J’avais annoncé depuis longtemps mon désir de faire du violon. Mais mon père n’était pas convaincu jugeant que j’aimais trop m’amuser et que j’allais probablement vite abandonner ! Enfin à onze ans j’ai enfin pu débuter cet instrument avec Mr Roberval, professeur au Conservatoire de Versailles. Et ce fut une révélation, j’ai tout de suite adoré le violon ! Dès lors tout a parfaitement fonctionné au Conservatoire grâce aussi à mon père qui me faisait patiemment travailler le soir après ses consultations. Ma mère s’est également beaucoup occupée de moi pour le solfège quand j’étais dans la classe de Mme Massart (solfège spécialisé) au CNSM, rue de Madrid. Elle m’y accompagnait car je n’avais que onze ans et elle restait pendant toute la classe – A cette époque, les parents avaient le droit d'assister aux cours des professeurs.
Quand la rencontre avec l’alto s’est-elle produite?
Seulement lorsque j’ai eu mon prix de violon et là aussi grâce à mon père. Il aimait beaucoup l’alto et avait été très influencé par le fait que Marie-Thérèse Chailley avait eu son prix d’alto à 16 ans au Conservatoire, ce qui prouvait que les femmes pouvaient aussi briller sur un instrument surtout joué à l’époque par des hommes. J’ai donc été élève dans la classe d’alto d’André Jouvensal au Conservatoire de Versailles, puis je suis rentrée au CNSM de Paris en 1939 dans la classe de Maurice Vieux chez qui je suis restée trois ans jusqu’à mon premier prix en 1942. J’ai également travaillé avec Pierre Pasquier puis plus tard avec Gabriel Bouillon qui m’a beaucoup appris sur la technique de l’archet. En musique de chambre, j’étais chez Gabriel Grovlez puis Joseph Calvet. Je me souviens également d’un conseil du pianiste Armand Ferté. Il venait de m’entendre dans un quatuor à cordes où j’étais placée à l’extérieur, l’alto tourné vers les coulisses: « Mademoiselle, me dit-il, je devine que vous jouez surement très bien mais je ne vous ai pas entendue…. » A partir de ce moment là, j’ai pris conscience de ce que voulait dire un vrai son d’alto, ce fameux poids du bras droit !

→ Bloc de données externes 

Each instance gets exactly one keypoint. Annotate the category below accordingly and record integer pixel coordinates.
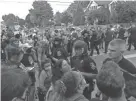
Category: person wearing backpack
(45, 77)
(116, 49)
(70, 87)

C’est aussi dans ces années que j’ai rencontré l’instrument qui me convenait. C’est un alto italien du début du XIXe siècle de Santagiuliana , un luthier de Vicenza. C’est Maurice Vieux qui me l’a procuré. Il est assez petit (39,5) mais avec des éclisses très hautes. Il a été très abimé dans un accident d’autobus en 1942. J’étais catastrophée ! Le luthier André Dugad l’a magnifiquement restauré et finalement, il sonnait mieux après…
Comment a commencé votre carrière d’altiste ?
Par l’orchestre. Il m’a fallu rapidement gagner ma vie. Au début, J’habitais chez mes parents à Versailles et je rentrais tard le soir. Mais une nuit, j’ai failli me faire agresser ce qui m’a décidé à m’installer à Paris. J’ai commencé par les Concerts Pasdeloup (c’était la seule association à l’époque à accepter des femmes….), puis plus tard, je fus alto solo dans plusieurs formations, l’orchestre de Chambre Louis de Froment, l’orchestre de chambre Maurice Héwit, l’orchestre de chambre de la Radio, l’Orchestre de chambre Oubradous…. Pour gagner ma vie, J’ai joué aussi dans des brasseries (notamment à la Maxéville, boulevard Montmartre). Au programme, par exemple, la 9e symphonie de Beethoven avec piano conducteur et cinq ou six instrumentistes… Là, j’ai vraiment appris à déchiffrer…
C’est après que j’ai intégré plusieurs ensembles de musique de chambre, le Quatuor à cordes Sonia Lovis (1944-47) puis le quatuor féminin de Paris (1949-53).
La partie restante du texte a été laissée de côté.